Mit viel Engagement ist auch aus dem ehemaligen Waschhaus des Bahnhofs ein tolles lichtdurchflutetes 35 Quadratmeter großes Kunst-Atelier entstanden, welches durch einen Kunstpädagogen professionell betreut wird.
Mit der Eröffnung des Kunst-Ateliers wird der generationenübergreifende Ansatz in Hümme weiter ausgebaut und damit ist jetzt das ganze Ensemble bestehend aus dem Bahnhofsgebäude, dem ehemaligen Güterschuppen und jetzigem Kinder- und Jugendzentrum sowie dem ehemaligen Waschhaus und der umgebenden Freifläche mit historischem Pflaster denkmalgerecht saniert. Das Landesamt für Denkmalpflege Hessen hat den gesamten Komplex als Gesamtensemble unter Denkmalschutz gestellt.

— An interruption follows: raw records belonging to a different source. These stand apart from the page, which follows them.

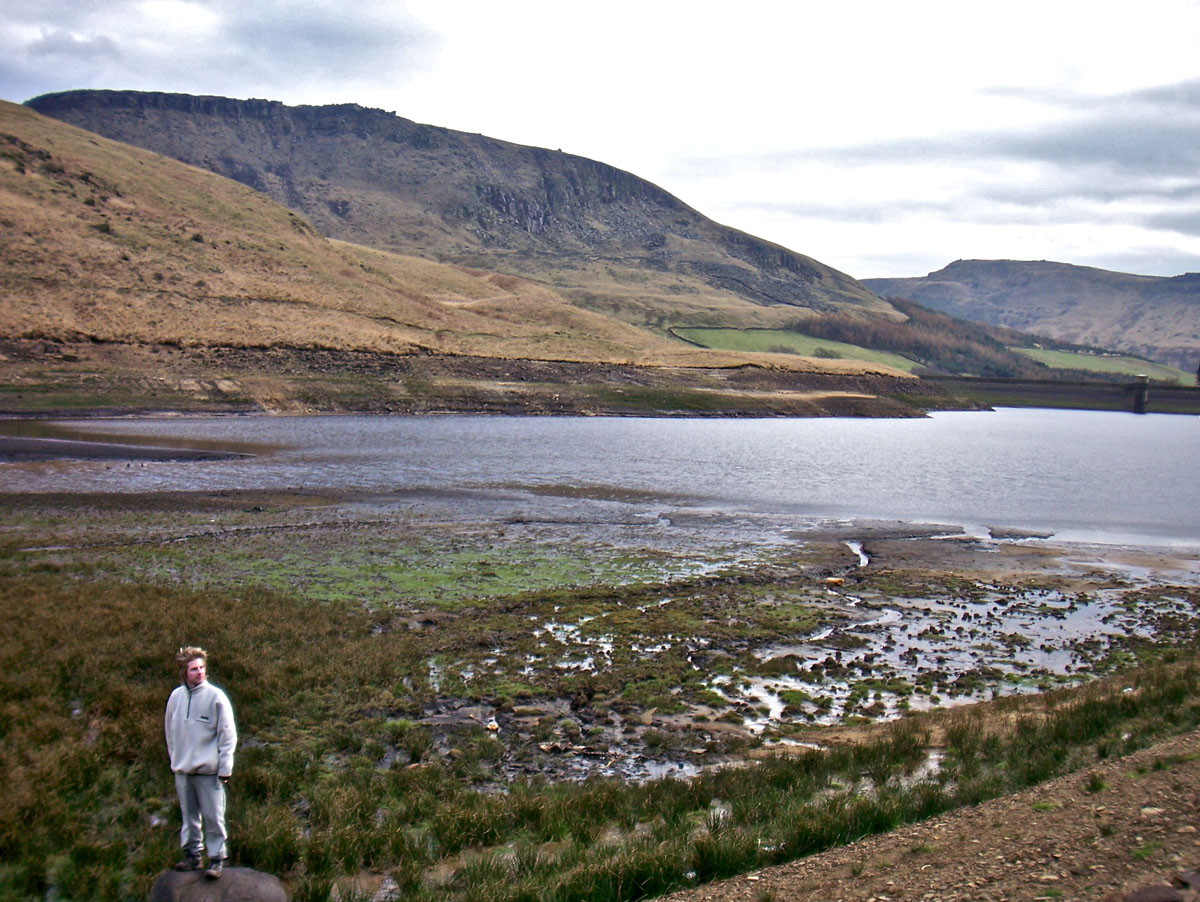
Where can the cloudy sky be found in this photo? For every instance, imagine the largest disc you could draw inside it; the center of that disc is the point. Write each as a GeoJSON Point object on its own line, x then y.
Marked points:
{"type": "Point", "coordinates": [883, 138]}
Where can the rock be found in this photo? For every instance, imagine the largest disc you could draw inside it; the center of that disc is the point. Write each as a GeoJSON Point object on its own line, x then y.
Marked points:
{"type": "Point", "coordinates": [1153, 894]}
{"type": "Point", "coordinates": [237, 884]}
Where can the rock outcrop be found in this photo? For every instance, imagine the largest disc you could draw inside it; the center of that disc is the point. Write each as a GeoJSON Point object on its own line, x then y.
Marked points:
{"type": "Point", "coordinates": [237, 884]}
{"type": "Point", "coordinates": [377, 179]}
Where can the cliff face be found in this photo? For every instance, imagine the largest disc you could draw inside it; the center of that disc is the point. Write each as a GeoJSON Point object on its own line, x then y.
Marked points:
{"type": "Point", "coordinates": [377, 179]}
{"type": "Point", "coordinates": [1151, 316]}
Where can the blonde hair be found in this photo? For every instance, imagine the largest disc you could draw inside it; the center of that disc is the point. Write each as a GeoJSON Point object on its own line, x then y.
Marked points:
{"type": "Point", "coordinates": [186, 655]}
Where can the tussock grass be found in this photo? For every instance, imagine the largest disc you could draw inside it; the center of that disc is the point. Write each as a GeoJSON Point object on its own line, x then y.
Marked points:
{"type": "Point", "coordinates": [85, 668]}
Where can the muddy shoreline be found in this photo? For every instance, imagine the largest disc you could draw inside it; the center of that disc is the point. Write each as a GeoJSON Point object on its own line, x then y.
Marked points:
{"type": "Point", "coordinates": [637, 638]}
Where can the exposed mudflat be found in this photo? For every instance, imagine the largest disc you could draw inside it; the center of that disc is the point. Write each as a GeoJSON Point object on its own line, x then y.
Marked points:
{"type": "Point", "coordinates": [606, 635]}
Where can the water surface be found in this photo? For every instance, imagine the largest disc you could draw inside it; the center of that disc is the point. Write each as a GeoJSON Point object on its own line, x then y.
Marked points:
{"type": "Point", "coordinates": [1081, 475]}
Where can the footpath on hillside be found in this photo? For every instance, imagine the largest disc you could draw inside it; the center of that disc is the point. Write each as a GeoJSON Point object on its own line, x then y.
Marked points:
{"type": "Point", "coordinates": [1121, 827]}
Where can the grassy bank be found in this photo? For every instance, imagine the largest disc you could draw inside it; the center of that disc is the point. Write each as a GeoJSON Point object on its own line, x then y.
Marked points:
{"type": "Point", "coordinates": [336, 777]}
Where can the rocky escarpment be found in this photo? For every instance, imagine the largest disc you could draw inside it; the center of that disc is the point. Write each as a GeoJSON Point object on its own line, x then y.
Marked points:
{"type": "Point", "coordinates": [375, 178]}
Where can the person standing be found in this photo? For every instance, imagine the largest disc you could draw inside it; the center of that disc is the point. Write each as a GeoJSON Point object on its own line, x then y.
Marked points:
{"type": "Point", "coordinates": [201, 740]}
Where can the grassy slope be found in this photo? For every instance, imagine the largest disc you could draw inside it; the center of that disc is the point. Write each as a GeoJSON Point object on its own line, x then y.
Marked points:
{"type": "Point", "coordinates": [605, 239]}
{"type": "Point", "coordinates": [1122, 365]}
{"type": "Point", "coordinates": [107, 242]}
{"type": "Point", "coordinates": [774, 340]}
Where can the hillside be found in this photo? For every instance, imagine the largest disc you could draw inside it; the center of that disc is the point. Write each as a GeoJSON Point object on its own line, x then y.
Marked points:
{"type": "Point", "coordinates": [131, 264]}
{"type": "Point", "coordinates": [1150, 316]}
{"type": "Point", "coordinates": [603, 238]}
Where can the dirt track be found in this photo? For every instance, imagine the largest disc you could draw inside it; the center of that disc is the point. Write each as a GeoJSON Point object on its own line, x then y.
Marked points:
{"type": "Point", "coordinates": [1057, 840]}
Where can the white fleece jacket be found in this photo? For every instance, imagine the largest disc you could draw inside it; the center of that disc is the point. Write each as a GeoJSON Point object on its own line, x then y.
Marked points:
{"type": "Point", "coordinates": [201, 732]}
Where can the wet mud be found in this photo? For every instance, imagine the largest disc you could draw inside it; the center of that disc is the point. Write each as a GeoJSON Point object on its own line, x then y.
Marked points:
{"type": "Point", "coordinates": [565, 633]}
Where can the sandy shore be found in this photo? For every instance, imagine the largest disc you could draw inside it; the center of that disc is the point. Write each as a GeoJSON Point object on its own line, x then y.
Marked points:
{"type": "Point", "coordinates": [13, 449]}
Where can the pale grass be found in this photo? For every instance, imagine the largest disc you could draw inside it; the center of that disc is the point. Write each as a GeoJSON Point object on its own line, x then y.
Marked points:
{"type": "Point", "coordinates": [114, 244]}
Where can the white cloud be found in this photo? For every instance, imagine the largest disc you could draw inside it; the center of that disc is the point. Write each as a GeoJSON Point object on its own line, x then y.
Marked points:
{"type": "Point", "coordinates": [882, 138]}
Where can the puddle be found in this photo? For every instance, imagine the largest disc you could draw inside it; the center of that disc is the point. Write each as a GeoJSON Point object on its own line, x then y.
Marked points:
{"type": "Point", "coordinates": [927, 653]}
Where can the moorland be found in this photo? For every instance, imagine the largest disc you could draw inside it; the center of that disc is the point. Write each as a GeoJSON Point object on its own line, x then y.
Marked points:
{"type": "Point", "coordinates": [439, 698]}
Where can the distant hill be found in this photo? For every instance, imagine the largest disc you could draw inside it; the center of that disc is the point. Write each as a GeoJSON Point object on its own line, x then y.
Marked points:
{"type": "Point", "coordinates": [107, 242]}
{"type": "Point", "coordinates": [130, 281]}
{"type": "Point", "coordinates": [1150, 316]}
{"type": "Point", "coordinates": [603, 238]}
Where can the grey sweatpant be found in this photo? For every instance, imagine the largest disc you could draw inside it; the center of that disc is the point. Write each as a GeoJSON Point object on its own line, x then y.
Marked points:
{"type": "Point", "coordinates": [202, 799]}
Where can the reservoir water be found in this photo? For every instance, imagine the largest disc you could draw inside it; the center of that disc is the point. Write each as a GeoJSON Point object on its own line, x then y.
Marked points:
{"type": "Point", "coordinates": [1081, 475]}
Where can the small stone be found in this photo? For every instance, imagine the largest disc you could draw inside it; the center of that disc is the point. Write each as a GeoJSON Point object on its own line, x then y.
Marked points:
{"type": "Point", "coordinates": [1155, 894]}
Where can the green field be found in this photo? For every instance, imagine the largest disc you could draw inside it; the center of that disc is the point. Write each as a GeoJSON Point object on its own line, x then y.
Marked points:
{"type": "Point", "coordinates": [1123, 365]}
{"type": "Point", "coordinates": [783, 341]}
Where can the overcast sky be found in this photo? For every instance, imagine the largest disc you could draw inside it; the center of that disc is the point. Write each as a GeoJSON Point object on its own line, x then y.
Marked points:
{"type": "Point", "coordinates": [883, 138]}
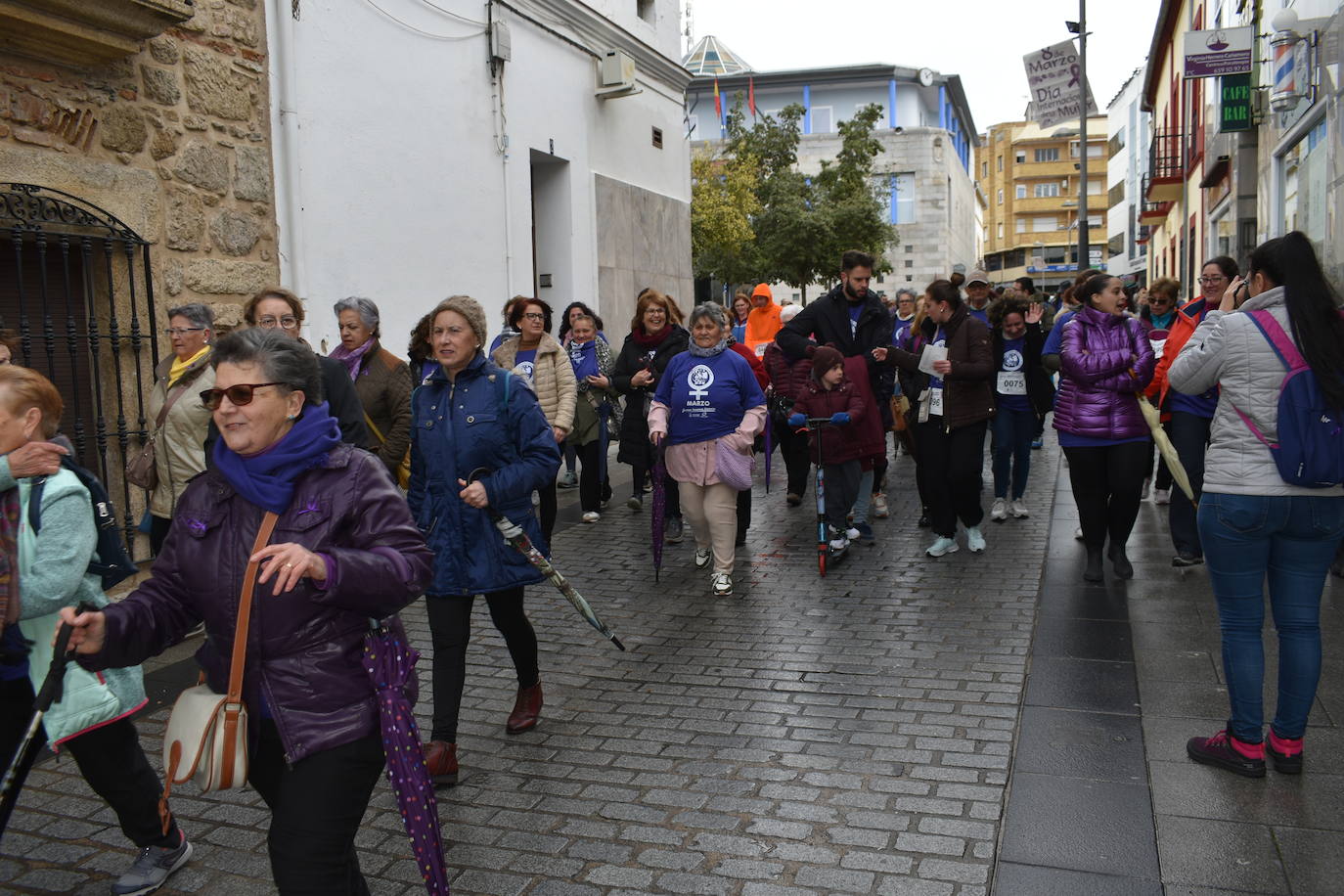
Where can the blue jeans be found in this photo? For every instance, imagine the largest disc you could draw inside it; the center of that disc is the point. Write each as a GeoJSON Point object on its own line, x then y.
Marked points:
{"type": "Point", "coordinates": [1290, 540]}
{"type": "Point", "coordinates": [1013, 431]}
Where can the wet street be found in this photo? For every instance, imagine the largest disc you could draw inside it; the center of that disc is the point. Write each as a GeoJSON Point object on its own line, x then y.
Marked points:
{"type": "Point", "coordinates": [970, 724]}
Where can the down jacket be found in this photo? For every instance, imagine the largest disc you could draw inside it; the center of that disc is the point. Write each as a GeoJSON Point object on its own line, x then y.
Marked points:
{"type": "Point", "coordinates": [1105, 363]}
{"type": "Point", "coordinates": [304, 647]}
{"type": "Point", "coordinates": [1230, 352]}
{"type": "Point", "coordinates": [459, 426]}
{"type": "Point", "coordinates": [553, 378]}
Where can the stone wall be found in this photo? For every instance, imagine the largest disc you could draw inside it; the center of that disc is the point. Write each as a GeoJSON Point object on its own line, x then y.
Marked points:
{"type": "Point", "coordinates": [173, 140]}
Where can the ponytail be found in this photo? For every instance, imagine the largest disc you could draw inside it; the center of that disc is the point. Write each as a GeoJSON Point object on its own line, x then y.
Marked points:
{"type": "Point", "coordinates": [1314, 310]}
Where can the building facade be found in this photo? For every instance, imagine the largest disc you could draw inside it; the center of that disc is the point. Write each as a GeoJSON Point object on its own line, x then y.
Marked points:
{"type": "Point", "coordinates": [135, 154]}
{"type": "Point", "coordinates": [1127, 238]}
{"type": "Point", "coordinates": [927, 139]}
{"type": "Point", "coordinates": [1031, 183]}
{"type": "Point", "coordinates": [495, 150]}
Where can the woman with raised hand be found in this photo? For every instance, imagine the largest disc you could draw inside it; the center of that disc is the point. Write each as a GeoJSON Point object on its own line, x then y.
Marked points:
{"type": "Point", "coordinates": [344, 550]}
{"type": "Point", "coordinates": [1256, 527]}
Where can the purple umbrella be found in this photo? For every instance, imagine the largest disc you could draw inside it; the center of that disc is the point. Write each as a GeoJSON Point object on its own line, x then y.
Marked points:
{"type": "Point", "coordinates": [660, 503]}
{"type": "Point", "coordinates": [390, 662]}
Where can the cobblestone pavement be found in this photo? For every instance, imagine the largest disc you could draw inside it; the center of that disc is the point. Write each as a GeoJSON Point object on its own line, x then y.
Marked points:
{"type": "Point", "coordinates": [805, 735]}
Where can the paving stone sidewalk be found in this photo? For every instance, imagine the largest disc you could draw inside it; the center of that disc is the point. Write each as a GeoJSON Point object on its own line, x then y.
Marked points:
{"type": "Point", "coordinates": [802, 737]}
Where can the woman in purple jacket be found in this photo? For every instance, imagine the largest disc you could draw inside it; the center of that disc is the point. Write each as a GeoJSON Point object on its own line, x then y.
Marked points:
{"type": "Point", "coordinates": [1105, 363]}
{"type": "Point", "coordinates": [344, 550]}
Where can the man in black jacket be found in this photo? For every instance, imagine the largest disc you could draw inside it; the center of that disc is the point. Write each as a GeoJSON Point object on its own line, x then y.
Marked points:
{"type": "Point", "coordinates": [852, 320]}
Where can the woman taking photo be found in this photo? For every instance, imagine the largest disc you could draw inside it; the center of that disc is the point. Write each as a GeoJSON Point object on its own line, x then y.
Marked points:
{"type": "Point", "coordinates": [344, 550]}
{"type": "Point", "coordinates": [656, 336]}
{"type": "Point", "coordinates": [1023, 395]}
{"type": "Point", "coordinates": [1253, 524]}
{"type": "Point", "coordinates": [1105, 363]}
{"type": "Point", "coordinates": [535, 355]}
{"type": "Point", "coordinates": [93, 718]}
{"type": "Point", "coordinates": [593, 362]}
{"type": "Point", "coordinates": [180, 434]}
{"type": "Point", "coordinates": [708, 406]}
{"type": "Point", "coordinates": [470, 416]}
{"type": "Point", "coordinates": [381, 381]}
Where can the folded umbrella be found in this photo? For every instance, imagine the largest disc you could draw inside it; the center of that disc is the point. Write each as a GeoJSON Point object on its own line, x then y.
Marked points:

Dank dieser Leistung engagierter Bürger wurden die drei bisher dem Verfall preisgegebenen, ja einsturzgefährdeten, historischen Bahnhofgebäude von 1897 in Hümme gerettet und einer sinnvollen zukunftsfähigen Nutzung als zentraler Treffpunkt für die gesamte Dorfgesellschaft zugeführt.